All I could see as I watched that video was me -- the addict on the train. Because I am an addict. I'm addicted to having people think nicely of me. I'm addicted to getting things my way -- oh, I'll be 'polite' about it, but woe betide you if you 'ruin' my plans. I'm addicted to my downtime. I'm addicted to my pride, my reputation. I'm addicted to the need to have everything perfect, whether or not I'm actually responsible for the project. I'm addicted to the need to be right, to win an argument. I'm addicted to the need to be everybody's darling. And you already know of my music addiction. And there are so many others. I will do almost anything to get -- or keep -- all of this. If I'm brutally honest, God is just barely in the top ten on my priority list, below all this other stuff. And still He crushed His Son so that I may live.

I still can't wrap my head around why He would do something like this.

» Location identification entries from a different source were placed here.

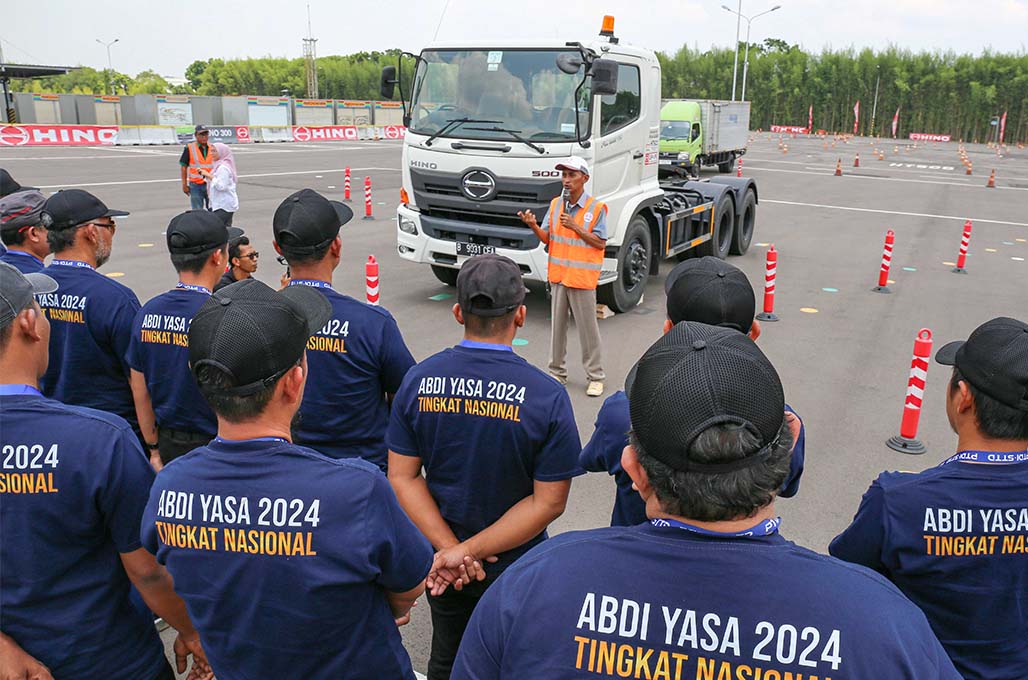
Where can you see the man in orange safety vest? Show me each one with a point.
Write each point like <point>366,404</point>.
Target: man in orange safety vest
<point>575,227</point>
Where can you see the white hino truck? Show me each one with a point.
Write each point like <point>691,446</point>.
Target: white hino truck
<point>486,123</point>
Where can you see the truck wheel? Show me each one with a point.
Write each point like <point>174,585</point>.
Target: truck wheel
<point>721,242</point>
<point>633,269</point>
<point>744,229</point>
<point>445,274</point>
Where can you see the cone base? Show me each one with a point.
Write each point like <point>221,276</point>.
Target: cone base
<point>905,445</point>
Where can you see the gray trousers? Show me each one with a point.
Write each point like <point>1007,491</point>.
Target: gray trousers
<point>565,302</point>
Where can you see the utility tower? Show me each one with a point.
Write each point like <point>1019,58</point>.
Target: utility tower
<point>310,60</point>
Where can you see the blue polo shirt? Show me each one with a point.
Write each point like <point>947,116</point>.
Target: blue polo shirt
<point>610,437</point>
<point>661,602</point>
<point>90,319</point>
<point>159,350</point>
<point>23,261</point>
<point>954,539</point>
<point>283,557</point>
<point>486,425</point>
<point>354,361</point>
<point>73,485</point>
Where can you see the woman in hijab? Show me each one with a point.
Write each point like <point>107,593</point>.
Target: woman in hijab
<point>221,182</point>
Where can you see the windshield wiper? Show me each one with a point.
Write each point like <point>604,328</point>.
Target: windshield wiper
<point>514,135</point>
<point>450,124</point>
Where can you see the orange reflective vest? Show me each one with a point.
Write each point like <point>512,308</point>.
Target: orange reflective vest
<point>574,262</point>
<point>197,160</point>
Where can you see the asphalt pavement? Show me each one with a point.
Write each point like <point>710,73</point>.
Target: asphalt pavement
<point>843,351</point>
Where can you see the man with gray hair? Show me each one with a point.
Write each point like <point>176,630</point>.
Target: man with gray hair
<point>708,587</point>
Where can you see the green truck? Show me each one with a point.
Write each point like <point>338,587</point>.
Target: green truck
<point>698,133</point>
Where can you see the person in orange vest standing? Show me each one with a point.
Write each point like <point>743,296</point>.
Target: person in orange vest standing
<point>196,156</point>
<point>575,228</point>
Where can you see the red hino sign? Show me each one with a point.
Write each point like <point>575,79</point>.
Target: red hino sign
<point>59,135</point>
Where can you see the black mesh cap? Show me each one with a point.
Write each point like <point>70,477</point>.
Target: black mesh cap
<point>994,359</point>
<point>254,333</point>
<point>697,377</point>
<point>711,291</point>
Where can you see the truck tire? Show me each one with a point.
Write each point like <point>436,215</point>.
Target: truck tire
<point>445,274</point>
<point>744,228</point>
<point>724,228</point>
<point>633,269</point>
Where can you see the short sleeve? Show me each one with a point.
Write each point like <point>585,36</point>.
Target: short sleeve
<point>395,358</point>
<point>557,459</point>
<point>123,497</point>
<point>864,541</point>
<point>399,551</point>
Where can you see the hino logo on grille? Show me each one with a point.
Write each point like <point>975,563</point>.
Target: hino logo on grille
<point>478,185</point>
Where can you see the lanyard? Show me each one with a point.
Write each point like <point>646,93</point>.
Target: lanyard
<point>189,286</point>
<point>10,390</point>
<point>71,262</point>
<point>485,346</point>
<point>310,282</point>
<point>990,457</point>
<point>766,528</point>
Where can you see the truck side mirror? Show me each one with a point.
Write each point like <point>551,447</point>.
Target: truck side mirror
<point>388,84</point>
<point>604,76</point>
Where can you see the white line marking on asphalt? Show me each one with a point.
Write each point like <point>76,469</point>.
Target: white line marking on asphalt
<point>157,181</point>
<point>960,218</point>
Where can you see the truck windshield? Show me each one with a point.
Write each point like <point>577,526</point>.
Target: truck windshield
<point>674,130</point>
<point>521,90</point>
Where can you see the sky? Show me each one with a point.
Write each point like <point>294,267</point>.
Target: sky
<point>168,36</point>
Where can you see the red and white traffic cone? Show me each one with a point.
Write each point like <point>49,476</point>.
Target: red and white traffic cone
<point>770,273</point>
<point>907,441</point>
<point>371,280</point>
<point>964,243</point>
<point>367,199</point>
<point>883,273</point>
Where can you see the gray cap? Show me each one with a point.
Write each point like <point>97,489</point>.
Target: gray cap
<point>21,210</point>
<point>16,290</point>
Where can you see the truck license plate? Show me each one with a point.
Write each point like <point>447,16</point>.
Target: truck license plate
<point>472,249</point>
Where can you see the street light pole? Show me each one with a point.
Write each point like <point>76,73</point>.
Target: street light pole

I don't know if I will ever be able to.

I don't have any children, but if that had been me in that father's place, I would most definitely have let the addict (and all the other comfortably seated people) die if it meant I would get one more chance to hug my child.


Well... like I said at the beginning of this post, I had a different song planned, but ever since watching that video, this song has been running through my head. This is the state I'm in right now.

Title: Broken
Artist: Altar Boys
Album: Against The Grain
Year: 1987
Label: Frontline Records
iTunes here; YouTube here.

I've done what's evil in Your sight
And my heart is crumbling.

2 comments:

Teresa said...

Hi there, I read your comment on Kelle Hampton's post and wanted to say thank you for what you shared. I thought you explained it very well! Teresa

Sarah-Kate said...

Hello and welcome! Thanks for the feedback -- I'm glad you enjoyed it.